Drug target experiments. Drug signature similarities were used as scores to predict the binary labels determined by drugs sharing protein targets (1: shared, 0: otherwise; Supplementary Fig. 22). For 435 drugs (for which we could collect protein targets from Drug Bank), 2808 drug pairs were known to share molecular targets, whereas 91,587 were unknown.

Drug clinical activity experiment. Drug signature similarities were used as scores to predict the binary labels determined by drugs sharing an ATC category at a given level of the taxonomy (1: shared, 0: otherwise). We tested the performance of the binary classification using the AUROC at each of the ATC levels. Each of the 759 drugs in our data set is annotated in all the levels of the ATC taxonomy. The binary labels used for the assessment on each ATC category were: (anatomical) 38,711 shared vs 248,950 do not share; (therapeutic) 11,960 shared vs 275,701 do not share; (pharmacological) 5,522 shared vs 282,139 do not share and; and (chemical) 1,736 drug pairs shared vs 285,925 do not share.

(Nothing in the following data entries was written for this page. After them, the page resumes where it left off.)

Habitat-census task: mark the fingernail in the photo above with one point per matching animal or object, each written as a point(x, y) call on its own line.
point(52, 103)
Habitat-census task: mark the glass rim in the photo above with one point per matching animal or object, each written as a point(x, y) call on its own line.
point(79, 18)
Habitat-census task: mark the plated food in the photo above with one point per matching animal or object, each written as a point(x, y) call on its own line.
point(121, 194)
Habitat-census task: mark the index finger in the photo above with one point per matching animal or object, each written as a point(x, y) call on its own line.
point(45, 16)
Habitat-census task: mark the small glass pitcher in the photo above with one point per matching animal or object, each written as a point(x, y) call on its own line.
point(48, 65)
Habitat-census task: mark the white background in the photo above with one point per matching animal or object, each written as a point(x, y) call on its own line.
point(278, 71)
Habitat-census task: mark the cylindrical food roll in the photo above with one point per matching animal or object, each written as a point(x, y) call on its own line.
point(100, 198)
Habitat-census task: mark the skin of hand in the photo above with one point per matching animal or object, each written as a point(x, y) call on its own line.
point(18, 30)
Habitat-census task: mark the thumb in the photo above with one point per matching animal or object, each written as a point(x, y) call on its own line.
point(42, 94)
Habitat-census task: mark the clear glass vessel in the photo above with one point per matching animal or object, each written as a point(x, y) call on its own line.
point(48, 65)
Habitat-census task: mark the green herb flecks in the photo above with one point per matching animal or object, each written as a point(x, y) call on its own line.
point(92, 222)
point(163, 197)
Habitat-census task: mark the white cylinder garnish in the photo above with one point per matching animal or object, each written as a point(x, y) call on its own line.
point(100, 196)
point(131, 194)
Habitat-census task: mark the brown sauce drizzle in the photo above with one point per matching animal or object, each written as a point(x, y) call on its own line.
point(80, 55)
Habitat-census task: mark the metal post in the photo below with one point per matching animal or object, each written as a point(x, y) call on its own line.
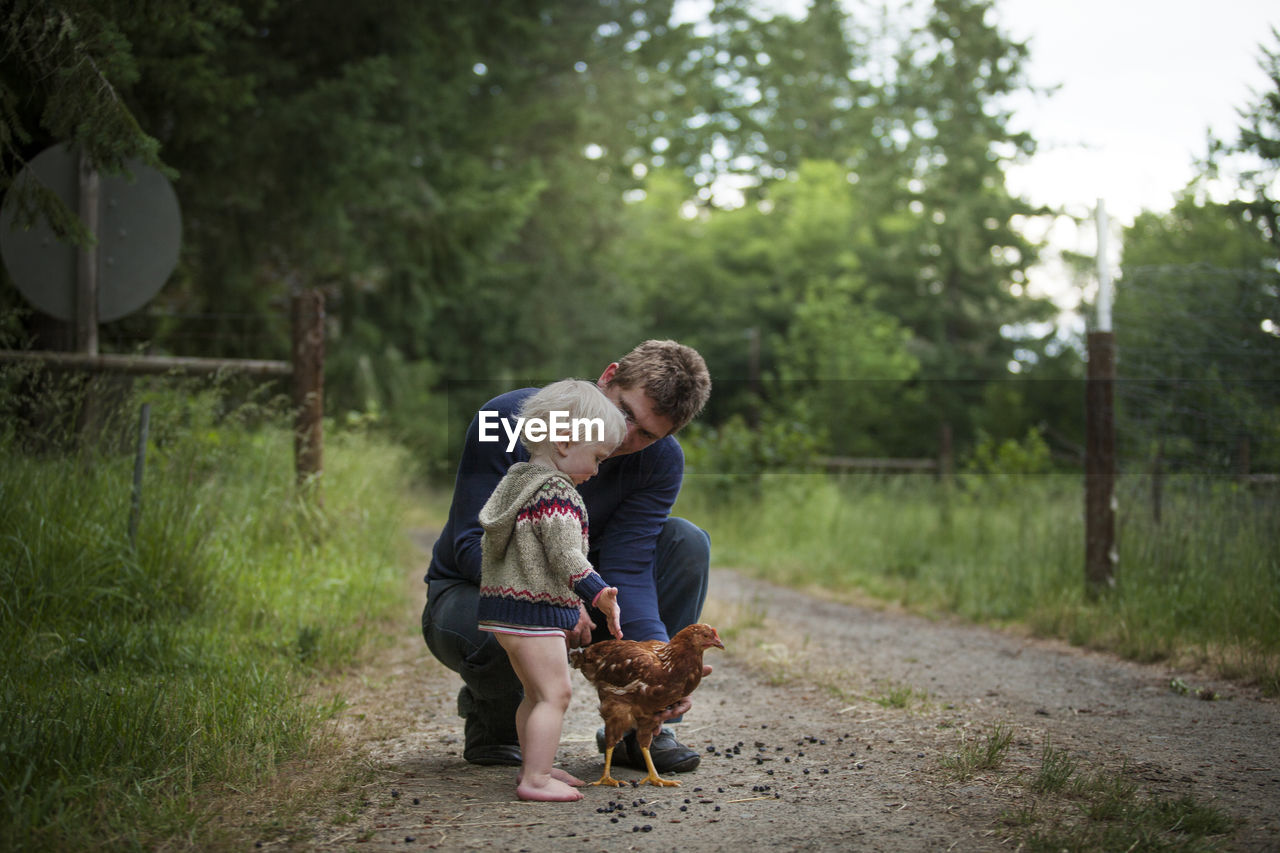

Side effect MedDRA category experiment. Side effect signature similarities were used as scores to predict the binary labels determined by side effects sharing a MedDRA category at a given level of the hierarchy (1: shared, 0: otherwise). We tested the performance of the binary classification using the AUROC. Each of the 994 side effects in our data set is annotated across three description levels of the MedDRA terminology hierarchy. The binary labels used for the assessment on each MedDRA category were (i) level 1 or System Organ Class: 57,076 side effect pairs shared the same category vs 436,445 that do not, (ii) level 2 or High-Level Group Term: 12,097 vs 481,424 and; (iii) level 3 or High-Level Term: 2312 vs 491,209.

Reproducibility procedure

Following Alexandrov et al.40,41, we used these steps to evaluate the reproducibility of the components of the signatures. (Step 1) Train the model 10,000 times using all the available data in the matrix R with the parameters k = 10 and α = 0.05. Each independent run of the algorithm gives a solution \(\{ W^r,H^r\} ,r \in \{ 1,2, \ldots ,10000\}\). (Step 2) Select the 100 solutions that gives the smallest values of the cost function at convergence and aggregate them into the n × 1000 matrix Wrep and the 1000 × m matrix Hrep. These aggregation matrices now contain the signatures of 100 independent runs of our algorithm. (Step 3) Apply a partition clustering algorithm on the rows of Wrep and on the columns of Hrep using cosine distance as the metric. We used the k-means++ algorithm by setting the number of clusters to 10. The reproducibility of the signature component was then measured by the tightness and separation of the clusters obtained. We used the cosine similarity-based average silhouette width58 of each cluster as a measure of reproducibility of each component in the signature. The silhouette value ranges from −1 to +1. A value close to +1 indicates that a component is very similar to other components in its cluster but very dissimilar to neighbouring clusters.

Statistical analysis

One-tailed Wilcoxon sum-rank test significance was used in the reported P values. To associate a given drug or side effect category to a given component of the signature, we adjusted the P values using the Benjamini–Hochberg method59 to keep the overall significance level <0.01.

Reporting summary

Further information on research design is available in the Nature Research Reporting Summary linked to this article.